I have already stated some things that she has ignored but next I am going for the jugular.

 

This is based on an actual case involving VCS and HMRC.

https://assets.publishing.service.gov.uk/media/575c050ce5274a0da9000028/vehicle_control_services_v_hmrc.pdf

 

This was heard at an appeal Court so what the Judges say here are to be observed by Judges in Lower Courts.

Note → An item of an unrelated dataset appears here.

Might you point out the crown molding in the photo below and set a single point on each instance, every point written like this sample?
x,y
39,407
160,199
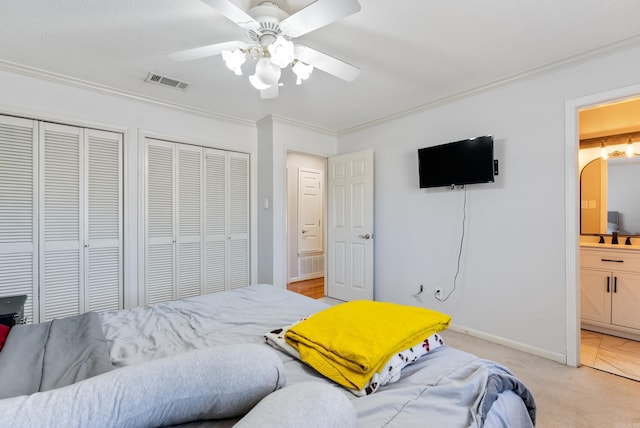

The whole read is very interesting since VCS are trying to say the the charges imposed on motorists in their car parks are either penalties or damages for a breach of contract or they are damages for trespass.

 

However on the Contract issue the Judges said 

39]We find that there was no contract between VCS and the motorist. Any contract requires there to be an offer and acceptance.  {Which rather scuppers Ambreen's notion that it was unneccessary to apply the offer/acceptance/consideration because the contract was formed by mutual promises!} It beggars belief that VCS allowed Ambreen to say that considering the Appeal Court' s decision.

 

40]  On the facts of this case we do not consider that any offer was made by VCS that was capable of forming the basis for a 15 contract between it and the motorist. VCS was not in a position, by virtue of its limited licence, to make any offer of a right to park. The ability to offer such a right was not conferred by the contract with the client, either expressly or by virtue of the nature of the interest in the car park conferred on VCS. That interest did not amount to a licence to occupy, or give VCS any right to possession. It merely conferred a 20 right of entry to perform VCS’s obligations under the contract.

 

What the Court is saying that it is the land owner/VCS contract not a VCS/motorist contract.It is the land owner that is allowing the motorist on to their land not VCS. So there is no contractual relationship between VCS and the motorist.

 

 

41]The warning signs erected in the car park do not assist VCS in these circumstances. The reference in those signs to the fact that the motorist is entering into a contractual agreement cannot create a contract where there is no relevant offer from VCS that can be accepted. 

 

So VCS have known all along that they do not have contractual rights over motorists. Their Statement of Truth at the end of the WS is tantamount to perjury and a serious breach of the Defendants GDPR even issuing a PCN in the first place let alone taking them to Court.